Suppose he did just that.
That would seem to put Lt. Gov. Jeff Colyer, who would be the incumbent governor, in a strong position to win in 2018, should he run. But it might not be a cakewalk for Colyer.
Hanging over Colyer, a Johnson County physician, is the cloud of having been part of a Brownback administration. Independent polls indicate that Brownback has horrendous approval ratings. In fact, one national poll last year concluded that Brownback was the most unpopular governor in America. How would you like to hitch your wagon to that?
Colyer’s home address in Johnson County is a high hurdle to overcome. Most of Kansas hates Johnson County and wants no part of electing someone from there to the state’s highest office.
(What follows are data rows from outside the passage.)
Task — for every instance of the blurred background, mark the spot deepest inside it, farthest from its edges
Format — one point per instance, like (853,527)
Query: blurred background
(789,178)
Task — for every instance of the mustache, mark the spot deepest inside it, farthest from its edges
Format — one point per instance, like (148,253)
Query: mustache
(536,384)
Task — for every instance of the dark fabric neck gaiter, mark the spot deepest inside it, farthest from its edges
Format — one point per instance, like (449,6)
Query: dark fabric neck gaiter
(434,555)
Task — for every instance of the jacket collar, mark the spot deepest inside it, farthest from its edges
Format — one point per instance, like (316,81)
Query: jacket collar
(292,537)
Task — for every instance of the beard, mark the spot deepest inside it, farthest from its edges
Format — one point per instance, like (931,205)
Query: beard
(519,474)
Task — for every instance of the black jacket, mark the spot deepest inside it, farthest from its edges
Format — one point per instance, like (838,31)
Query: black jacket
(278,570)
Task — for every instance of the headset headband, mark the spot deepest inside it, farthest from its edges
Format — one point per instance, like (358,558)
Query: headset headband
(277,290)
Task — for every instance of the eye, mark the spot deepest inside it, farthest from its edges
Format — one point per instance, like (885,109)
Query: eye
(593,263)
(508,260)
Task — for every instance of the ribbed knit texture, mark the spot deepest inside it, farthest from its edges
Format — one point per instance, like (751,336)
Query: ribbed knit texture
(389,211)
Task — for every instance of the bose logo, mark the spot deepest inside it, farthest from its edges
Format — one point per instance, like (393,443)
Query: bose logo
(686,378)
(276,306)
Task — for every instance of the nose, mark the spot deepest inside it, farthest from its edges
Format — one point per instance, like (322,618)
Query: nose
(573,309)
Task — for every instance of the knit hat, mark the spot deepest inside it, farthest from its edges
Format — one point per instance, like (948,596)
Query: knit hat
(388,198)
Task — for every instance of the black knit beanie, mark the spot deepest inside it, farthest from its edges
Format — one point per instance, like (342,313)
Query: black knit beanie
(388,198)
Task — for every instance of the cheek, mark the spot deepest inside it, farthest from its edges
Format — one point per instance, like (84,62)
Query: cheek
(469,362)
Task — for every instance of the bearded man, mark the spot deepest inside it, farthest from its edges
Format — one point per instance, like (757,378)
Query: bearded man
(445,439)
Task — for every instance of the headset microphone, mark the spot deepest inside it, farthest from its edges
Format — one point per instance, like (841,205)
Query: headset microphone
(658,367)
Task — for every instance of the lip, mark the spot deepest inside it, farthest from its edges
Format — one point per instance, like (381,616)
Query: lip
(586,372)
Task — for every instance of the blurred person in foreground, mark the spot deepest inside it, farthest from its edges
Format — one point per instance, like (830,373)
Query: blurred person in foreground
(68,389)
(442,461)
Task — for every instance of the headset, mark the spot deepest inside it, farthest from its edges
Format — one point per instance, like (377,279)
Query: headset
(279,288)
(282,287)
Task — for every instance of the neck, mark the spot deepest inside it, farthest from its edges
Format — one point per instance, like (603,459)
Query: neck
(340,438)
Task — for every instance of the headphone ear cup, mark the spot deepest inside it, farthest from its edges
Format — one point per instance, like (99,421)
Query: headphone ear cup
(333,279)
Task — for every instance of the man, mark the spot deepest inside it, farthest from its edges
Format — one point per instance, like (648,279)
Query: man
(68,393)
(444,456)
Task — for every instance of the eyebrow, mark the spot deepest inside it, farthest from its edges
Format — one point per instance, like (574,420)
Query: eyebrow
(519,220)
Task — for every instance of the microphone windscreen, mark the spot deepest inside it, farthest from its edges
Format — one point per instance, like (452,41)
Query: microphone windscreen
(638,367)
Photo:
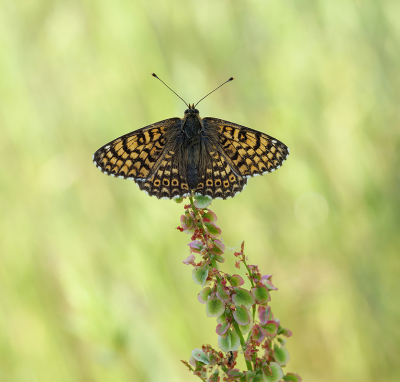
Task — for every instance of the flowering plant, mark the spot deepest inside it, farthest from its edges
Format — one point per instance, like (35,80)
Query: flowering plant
(239,311)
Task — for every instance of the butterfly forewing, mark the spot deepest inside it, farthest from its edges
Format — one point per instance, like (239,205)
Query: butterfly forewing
(167,181)
(134,155)
(157,156)
(249,152)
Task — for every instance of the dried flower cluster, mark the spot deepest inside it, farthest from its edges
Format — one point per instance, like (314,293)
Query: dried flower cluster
(238,311)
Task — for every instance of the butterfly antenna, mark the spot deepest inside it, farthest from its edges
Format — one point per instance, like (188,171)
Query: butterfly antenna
(230,79)
(155,75)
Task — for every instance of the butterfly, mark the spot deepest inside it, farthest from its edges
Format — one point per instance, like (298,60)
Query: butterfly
(176,157)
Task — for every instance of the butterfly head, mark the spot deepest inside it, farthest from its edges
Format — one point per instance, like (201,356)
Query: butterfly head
(191,110)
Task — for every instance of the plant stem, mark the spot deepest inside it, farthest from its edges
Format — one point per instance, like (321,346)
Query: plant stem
(237,329)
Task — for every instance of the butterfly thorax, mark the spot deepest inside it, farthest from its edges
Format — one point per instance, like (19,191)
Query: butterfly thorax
(191,129)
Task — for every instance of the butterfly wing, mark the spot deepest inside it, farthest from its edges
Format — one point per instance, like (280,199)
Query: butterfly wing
(248,152)
(216,178)
(138,154)
(169,181)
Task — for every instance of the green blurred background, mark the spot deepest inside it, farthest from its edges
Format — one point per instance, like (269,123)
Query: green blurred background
(92,285)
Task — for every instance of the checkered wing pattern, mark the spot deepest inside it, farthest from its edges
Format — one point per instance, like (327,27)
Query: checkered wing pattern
(248,152)
(136,155)
(216,177)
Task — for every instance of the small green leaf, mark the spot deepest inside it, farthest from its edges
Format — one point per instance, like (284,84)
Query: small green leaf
(246,328)
(243,297)
(258,378)
(277,373)
(223,294)
(201,201)
(222,318)
(292,377)
(200,356)
(271,328)
(236,280)
(200,275)
(214,307)
(203,295)
(230,342)
(281,355)
(212,229)
(241,315)
(261,295)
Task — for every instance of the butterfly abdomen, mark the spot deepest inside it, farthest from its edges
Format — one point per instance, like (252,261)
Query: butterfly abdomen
(192,129)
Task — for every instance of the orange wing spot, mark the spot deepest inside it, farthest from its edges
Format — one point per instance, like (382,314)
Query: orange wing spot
(133,172)
(143,155)
(243,169)
(265,158)
(143,172)
(242,152)
(118,146)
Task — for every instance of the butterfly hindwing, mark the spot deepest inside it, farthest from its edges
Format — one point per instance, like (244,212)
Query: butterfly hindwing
(167,181)
(216,178)
(249,152)
(135,155)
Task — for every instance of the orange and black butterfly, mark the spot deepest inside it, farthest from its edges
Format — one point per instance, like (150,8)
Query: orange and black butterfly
(208,156)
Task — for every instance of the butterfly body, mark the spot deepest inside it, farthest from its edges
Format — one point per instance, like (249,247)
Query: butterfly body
(208,156)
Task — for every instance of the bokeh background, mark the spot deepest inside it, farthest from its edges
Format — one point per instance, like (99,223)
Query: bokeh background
(92,285)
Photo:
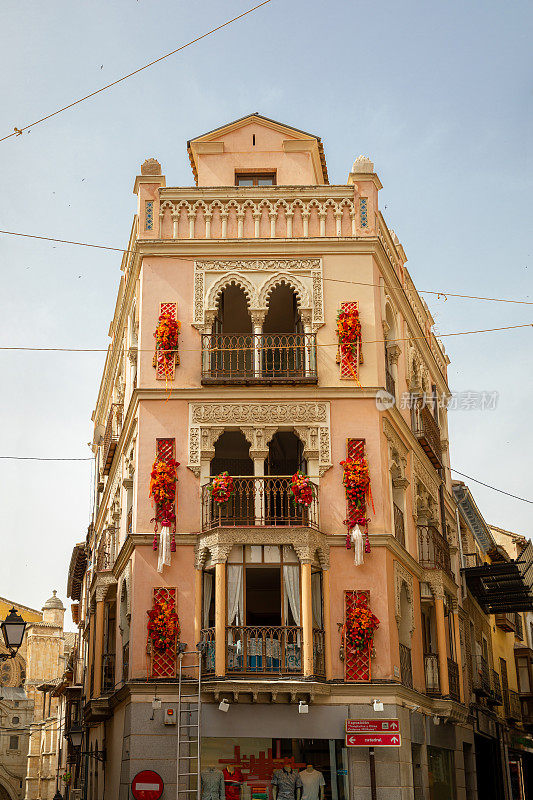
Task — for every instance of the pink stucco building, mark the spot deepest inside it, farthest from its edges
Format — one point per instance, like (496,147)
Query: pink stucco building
(255,261)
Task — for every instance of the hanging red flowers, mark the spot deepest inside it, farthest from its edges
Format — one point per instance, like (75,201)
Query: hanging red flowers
(163,625)
(349,332)
(360,627)
(302,489)
(221,488)
(166,339)
(163,489)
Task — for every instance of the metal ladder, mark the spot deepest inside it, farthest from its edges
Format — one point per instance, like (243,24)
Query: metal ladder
(189,725)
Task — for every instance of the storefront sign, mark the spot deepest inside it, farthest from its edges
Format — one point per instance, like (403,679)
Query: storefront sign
(147,785)
(373,740)
(371,725)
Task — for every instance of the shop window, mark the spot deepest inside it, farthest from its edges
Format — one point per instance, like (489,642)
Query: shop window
(249,767)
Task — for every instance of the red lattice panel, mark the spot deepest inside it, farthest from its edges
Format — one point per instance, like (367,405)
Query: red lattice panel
(349,362)
(163,665)
(166,369)
(355,448)
(356,662)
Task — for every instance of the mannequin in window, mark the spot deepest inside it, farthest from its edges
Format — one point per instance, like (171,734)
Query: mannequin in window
(286,784)
(313,783)
(212,783)
(232,781)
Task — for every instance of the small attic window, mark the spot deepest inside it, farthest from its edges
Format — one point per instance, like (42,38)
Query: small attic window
(255,179)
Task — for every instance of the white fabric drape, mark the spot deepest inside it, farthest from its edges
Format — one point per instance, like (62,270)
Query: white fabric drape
(164,548)
(291,586)
(316,599)
(358,545)
(235,594)
(208,594)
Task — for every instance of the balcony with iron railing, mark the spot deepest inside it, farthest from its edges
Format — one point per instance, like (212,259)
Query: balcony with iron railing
(262,501)
(433,549)
(287,358)
(481,677)
(111,436)
(406,668)
(263,650)
(453,680)
(399,524)
(431,672)
(427,432)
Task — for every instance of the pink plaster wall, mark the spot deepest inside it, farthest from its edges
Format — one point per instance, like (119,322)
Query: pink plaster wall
(218,169)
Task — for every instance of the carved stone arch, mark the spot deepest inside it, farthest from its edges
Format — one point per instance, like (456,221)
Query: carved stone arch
(233,279)
(403,578)
(302,295)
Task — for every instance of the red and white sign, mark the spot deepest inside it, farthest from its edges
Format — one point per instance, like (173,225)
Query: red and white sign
(373,740)
(147,785)
(371,725)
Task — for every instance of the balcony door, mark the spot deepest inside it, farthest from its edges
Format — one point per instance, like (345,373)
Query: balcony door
(283,346)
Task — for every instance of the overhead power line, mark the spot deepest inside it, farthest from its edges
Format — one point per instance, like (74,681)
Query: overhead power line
(488,486)
(437,293)
(19,131)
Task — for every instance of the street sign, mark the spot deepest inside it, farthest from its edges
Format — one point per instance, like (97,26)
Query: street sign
(372,725)
(373,740)
(147,785)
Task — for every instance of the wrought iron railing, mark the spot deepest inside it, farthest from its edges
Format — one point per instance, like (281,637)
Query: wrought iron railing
(319,654)
(108,672)
(406,668)
(266,501)
(259,358)
(481,676)
(390,384)
(431,671)
(433,549)
(264,649)
(453,680)
(111,436)
(427,432)
(399,524)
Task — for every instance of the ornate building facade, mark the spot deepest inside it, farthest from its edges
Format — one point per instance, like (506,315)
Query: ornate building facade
(302,344)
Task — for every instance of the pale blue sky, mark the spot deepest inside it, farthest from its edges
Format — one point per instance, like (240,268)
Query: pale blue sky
(437,94)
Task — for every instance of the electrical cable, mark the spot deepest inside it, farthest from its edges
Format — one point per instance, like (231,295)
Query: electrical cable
(19,131)
(437,294)
(488,486)
(274,347)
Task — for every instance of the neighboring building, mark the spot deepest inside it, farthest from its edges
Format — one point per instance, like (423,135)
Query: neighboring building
(498,649)
(256,262)
(47,647)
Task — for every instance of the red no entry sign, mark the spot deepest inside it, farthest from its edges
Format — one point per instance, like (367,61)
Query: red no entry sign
(373,740)
(372,725)
(147,785)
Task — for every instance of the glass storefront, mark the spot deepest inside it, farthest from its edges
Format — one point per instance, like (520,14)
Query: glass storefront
(266,769)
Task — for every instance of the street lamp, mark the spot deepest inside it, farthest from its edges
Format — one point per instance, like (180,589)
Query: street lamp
(13,628)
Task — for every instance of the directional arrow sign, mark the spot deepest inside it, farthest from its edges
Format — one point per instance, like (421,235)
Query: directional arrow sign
(371,725)
(373,740)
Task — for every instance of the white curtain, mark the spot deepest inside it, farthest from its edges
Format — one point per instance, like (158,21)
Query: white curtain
(291,585)
(316,599)
(235,594)
(208,594)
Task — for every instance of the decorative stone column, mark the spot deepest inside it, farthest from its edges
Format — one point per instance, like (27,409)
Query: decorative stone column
(220,619)
(307,618)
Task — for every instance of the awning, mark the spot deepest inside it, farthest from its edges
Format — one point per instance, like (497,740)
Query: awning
(505,586)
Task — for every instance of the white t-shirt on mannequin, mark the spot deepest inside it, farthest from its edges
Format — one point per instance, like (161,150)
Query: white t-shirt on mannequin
(312,781)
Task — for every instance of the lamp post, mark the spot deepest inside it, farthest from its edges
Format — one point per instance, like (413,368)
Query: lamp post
(13,628)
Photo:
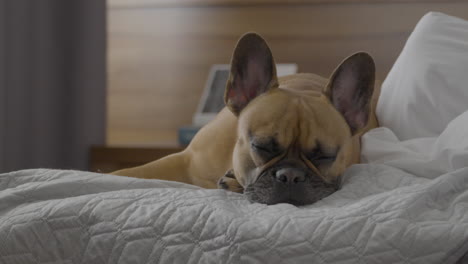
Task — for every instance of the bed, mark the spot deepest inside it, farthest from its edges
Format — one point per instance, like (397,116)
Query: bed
(407,203)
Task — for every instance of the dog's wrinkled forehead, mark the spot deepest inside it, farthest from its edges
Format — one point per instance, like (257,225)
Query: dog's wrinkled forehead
(294,119)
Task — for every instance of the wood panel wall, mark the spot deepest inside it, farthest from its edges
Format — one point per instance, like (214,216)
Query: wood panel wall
(160,51)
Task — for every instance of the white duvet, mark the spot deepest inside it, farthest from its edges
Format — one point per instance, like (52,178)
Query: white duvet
(408,205)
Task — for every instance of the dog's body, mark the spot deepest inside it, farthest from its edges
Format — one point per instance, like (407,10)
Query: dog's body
(279,140)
While we’re on the topic of governor, let’s consider who else might run. Mike Pompeo, a right-wing GOP congressman from Wichita since 2011, mulled over running against Republican U.S. Sen. Jerry Moran. He then came to his senses. It would’ve been a slaughter. It suggests, however, Pompeo has higher aspirations. Some think Brownback and his cronies, like the Koch brothers of Wichita, would want to anoint Pompeo as their candidate to be the next governor. A reliable fanatic, Pompeo surely would want to continue the irresponsible policies that have destroyed Kansas.
Lynn Jenkins, a GOP congresswoman from Topeka since 2009, has been rumored to be interested in a run for governor. The former Kansas treasurer from 2003-2008 is well regarded and has avoided controversy. I would never want to curse her with the moniker “moderate Republican,” which would be her death-knell. But Jenkins, who is a reasonable conservative, is level-headed and no zealot. Her chances are remote, even though she does have some statewide name recognition from her years as treasurer. In an era when reasonable people are not rewarded, Jenkins is probably too well-balanced to win in the primary.
No one will be in a better spot to win the governor’s seat than Kris Kobach, unless he waits for a U.S. Senate run. The Kansas secretary of state since 2011 has enormous statewide name identification. Not only that, but he has considerable name recognition and a following nationally because of his crusade against illegal immigration. Money would pour into his campaign from all over Kansas and all over America.
Kobach is also in the unique position of having served in two Brownback administrations, yet he is not tarnished with the financial calamity. Rather, he spent his valuable time chasing non-existent voter fraud in Kansas, where Kobach still says illegal immigrants are voting, despite the fact he has not prosecuted one such case.
In 2014, while Brownback struggled to beat his Democratic challenger Paul Davis, Kobach was swept to victory over his Democratic opponent Jean Schodorf. Granted, Kobach’s opponent did not spend much on her campaign, as Davis did. But if Kobach were unpopular with Kansans, he never would’ve received almost 60 percent of the vote.
I didn’t name potential Democratic candidates for governor in 2018. That was no oversight.
Other than Davis trying again, there is no Democrat yet who has emerged as a viable candidate. That’s really unfortunate because Brownback’s poor performance leaves that opportunity wide open.